Lambda School Data Science

*Unit 2, Sprint 1, Module 3*

---

# Ridge Regression

## Assignment

We're going back to our other **New York City** real estate dataset. Instead of predicting apartment rents, you'll predict property sales prices.

But not just for condos in Tribeca...

- [ ] Use a subset of the data where `BUILDING_CLASS_CATEGORY` == `'01 ONE FAMILY DWELLINGS'` and the sale price was more than 100 thousand and less than 2 million.
- [ ] Do train/test split. Use data from January — March 2019 to train. Use data from April 2019 to test.
- [ ] Do one-hot encoding of categorical features.
- [ ] Do feature selection with `SelectKBest`.
- [ ] Fit a ridge regression model with multiple features. Use the `normalize=True` parameter (or do [feature scaling](https://scikit-learn.org/stable/modules/preprocessing.html) beforehand — use the scaler's `fit_transform` method with the train set, and the scaler's `transform` method with the test set)
- [ ] Get mean absolute error for the test set.
- [ ] As always, commit your notebook to your fork of the GitHub repo.

The [NYC Department of Finance](https://www1.nyc.gov/site/finance/taxes/property-rolling-sales-data.page) has a glossary of property sales terms and NYC Building Class Code Descriptions. The data comes from the [NYC OpenData](https://data.cityofnewyork.us/browse?q=NYC%20calendar%20sales) portal.


## Stretch Goals

Don't worry, you aren't expected to do all these stretch goals! These are just ideas to consider and choose from.

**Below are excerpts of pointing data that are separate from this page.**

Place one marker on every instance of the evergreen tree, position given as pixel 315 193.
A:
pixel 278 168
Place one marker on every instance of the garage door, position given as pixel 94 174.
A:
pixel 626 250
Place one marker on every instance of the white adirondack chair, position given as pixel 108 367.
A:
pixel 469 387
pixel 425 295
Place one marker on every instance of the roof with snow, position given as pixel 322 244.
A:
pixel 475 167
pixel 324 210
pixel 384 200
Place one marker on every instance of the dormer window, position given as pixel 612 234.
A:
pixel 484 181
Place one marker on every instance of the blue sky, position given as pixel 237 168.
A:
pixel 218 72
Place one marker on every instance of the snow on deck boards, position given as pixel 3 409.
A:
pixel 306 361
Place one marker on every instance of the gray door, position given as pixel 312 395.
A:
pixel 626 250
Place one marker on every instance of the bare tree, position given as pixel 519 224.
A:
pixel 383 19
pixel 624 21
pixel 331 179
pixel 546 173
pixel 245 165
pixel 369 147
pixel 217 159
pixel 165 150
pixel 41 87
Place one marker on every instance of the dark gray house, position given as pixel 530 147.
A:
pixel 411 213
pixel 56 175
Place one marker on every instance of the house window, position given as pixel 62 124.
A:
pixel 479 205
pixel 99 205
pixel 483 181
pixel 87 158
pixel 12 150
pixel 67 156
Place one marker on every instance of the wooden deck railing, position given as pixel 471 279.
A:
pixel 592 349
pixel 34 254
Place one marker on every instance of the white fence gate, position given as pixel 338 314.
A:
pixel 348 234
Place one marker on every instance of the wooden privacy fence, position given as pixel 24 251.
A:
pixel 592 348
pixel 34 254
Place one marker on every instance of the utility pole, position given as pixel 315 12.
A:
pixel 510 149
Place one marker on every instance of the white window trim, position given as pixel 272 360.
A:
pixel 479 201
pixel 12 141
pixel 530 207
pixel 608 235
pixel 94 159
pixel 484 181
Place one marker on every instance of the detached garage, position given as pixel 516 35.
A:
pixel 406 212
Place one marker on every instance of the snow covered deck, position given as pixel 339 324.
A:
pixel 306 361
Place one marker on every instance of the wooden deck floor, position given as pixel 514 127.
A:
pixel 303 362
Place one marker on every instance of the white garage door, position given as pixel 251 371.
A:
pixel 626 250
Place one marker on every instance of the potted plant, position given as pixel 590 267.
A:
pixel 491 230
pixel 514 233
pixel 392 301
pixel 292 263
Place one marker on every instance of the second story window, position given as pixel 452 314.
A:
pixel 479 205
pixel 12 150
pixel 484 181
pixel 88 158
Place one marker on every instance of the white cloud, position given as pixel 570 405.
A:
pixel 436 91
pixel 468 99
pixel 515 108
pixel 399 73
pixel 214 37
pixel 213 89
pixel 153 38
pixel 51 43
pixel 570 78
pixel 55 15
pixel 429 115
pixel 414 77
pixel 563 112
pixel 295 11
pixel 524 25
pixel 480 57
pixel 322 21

- [ ] Add your own stretch goal(s) !
- [ ] Instead of `Ridge`, try `LinearRegression`. Depending on how many features you select, your errors will probably blow up! 💥
- [ ] Instead of `Ridge`, try [`RidgeCV`](https://scikit-learn.org/stable/modules/generated/sklearn.linear_model.RidgeCV.html).
- [ ] Learn more about feature selection:
    - ["Permutation importance"](https://www.kaggle.com/dansbecker/permutation-importance)
    - [scikit-learn's User Guide for Feature Selection](https://scikit-learn.org/stable/modules/feature_selection.html)
    - [mlxtend](http://rasbt.github.io/mlxtend/) library
    - scikit-learn-contrib libraries: [boruta_py](https://github.com/scikit-learn-contrib/boruta_py) & [stability-selection](https://github.com/scikit-learn-contrib/stability-selection)
    - [_Feature Engineering and Selection_](http://www.feat.engineering/) by Kuhn & Johnson.
- [ ] Try [statsmodels](https://www.statsmodels.org/stable/index.html) if you’re interested in more inferential statistical approach to linear regression and feature selection, looking at p values and 95% confidence intervals for the coefficients.
- [ ] Read [_An Introduction to Statistical Learning_](http://faculty.marshall.usc.edu/gareth-james/ISL/ISLR%20Seventh%20Printing.pdf), Chapters 1-3, for more math & theory, but in an accessible, readable way.
- [ ] Try [scikit-learn pipelines](https://scikit-learn.org/stable/modules/compose.html).

In [2]:
%%capture
import sys

# If you're on Colab:
if 'google.colab' in sys.modules:
    DATA_PATH = 'https://raw.githubusercontent.com/LambdaSchool/DS-Unit-2-Applied-Modeling/master/data/'
    !pip install category_encoders==2.*

# If you're working locally:
else:
    DATA_PATH = '../data/'
    
# Ignore this Numpy warning when using Plotly Express:
# FutureWarning: Method .ptp is deprecated and will be removed in a future version. Use numpy.ptp instead.
import warnings
warnings.filterwarnings(action='ignore', category=FutureWarning, module='numpy')

In [3]:
import pandas as pd
import pandas_profiling

# Read New York City property sales data
df = pd.read_csv(DATA_PATH+'condos/NYC_Citywide_Rolling_Calendar_Sales.csv')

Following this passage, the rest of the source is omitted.